The ancient ceremony of Swan Upping is to take place from 15-19 July 2013. All the swans and new cygnets on the River Thames will be marked and claimed in the traditional ceremony which originates from the twelfth century.
The Queen’s Swans which live in the River Thames will be marked in the annual traditional census.
During Swan Upping, The Queen’s swan markers and also the Worshipful Company of Vintners and the Worshipful Company of Dyers all mark their swans (the Vintners’ and Dyers’ company have shared ownership with the Crown since the 15th century) for reasons of tradition, as swans are no longer eaten even by the Royal Family.
This year’s Swan Upping will start on Monday 15 July departing from Sunbury, and ends at Abingdon, Oxfordshire on Friday 19 July.
The Queen’s Swan Marker, David Barber, said: “The Thames’ swans are nesting later than usual due to the prolonged cold spring we have experienced this year.

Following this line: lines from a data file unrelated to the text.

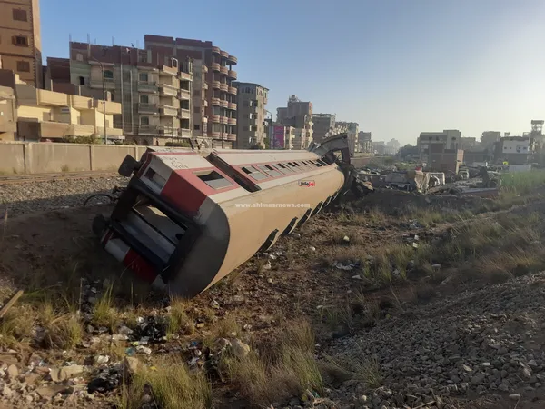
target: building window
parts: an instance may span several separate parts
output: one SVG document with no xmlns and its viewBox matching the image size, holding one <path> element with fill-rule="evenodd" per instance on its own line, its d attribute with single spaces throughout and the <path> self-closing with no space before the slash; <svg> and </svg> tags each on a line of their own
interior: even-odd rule
<svg viewBox="0 0 545 409">
<path fill-rule="evenodd" d="M 17 21 L 28 21 L 26 18 L 26 10 L 17 10 L 14 8 L 14 20 Z"/>
<path fill-rule="evenodd" d="M 28 61 L 17 61 L 17 71 L 30 73 L 30 63 Z"/>
<path fill-rule="evenodd" d="M 14 45 L 19 45 L 21 47 L 28 46 L 28 38 L 25 35 L 14 35 L 13 41 Z"/>
</svg>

The number of cygnets has declined over recent years, primarily due to the spring floods that washed away many nests, and of course there have been several outbreaks of duck virus enteritis which killed many breeding pairs of swans.”
One of The Queen’s Swan Markers in the traditional livery.
The Queen’s Swan Marker and the Swan Uppers of the Vintners’ and Dyers’ Livery Companies use six traditional Thames rowing skiffs in their five-day journey upstream to Abingdon. By tradition scarlet uniforms are worn by The Queen’s Swan Marker and Swan Uppers, and each boat flies the appropriate flag and pennant.
It has always been the duty of the Sovereign’s Swan Marker to count the number of young cygnets each year and ensure that the swan population is maintained.
The cygnets are weighed and measured to obtain estimates of growth rates and the birds are examined for any sign of injury, commonly caused by fishing hook and line. With the assistance of The Queen’s Swan Warden, Professor Christopher Perrins of the University of Oxford, the swans and young cygnets are also assessed for any signs of disease.
The Queen legally owns all mute swans in the United Kingdom.
The cygnets are ringed with individual identification numbers by The Queen’s Swan Warden, whose role is scientific and non-ceremonial. The Queen’s Swan Marker produces an annual report after Swan Upping detailing the number of swans, broods and cygnets counted during the week.
The Queen herself has also in recent years began visiting the markers at a certain point along their marking process and possibly will again this year.
Whilst The Queen legally owns all swans in the UK, only the ones on the River Thames are censused.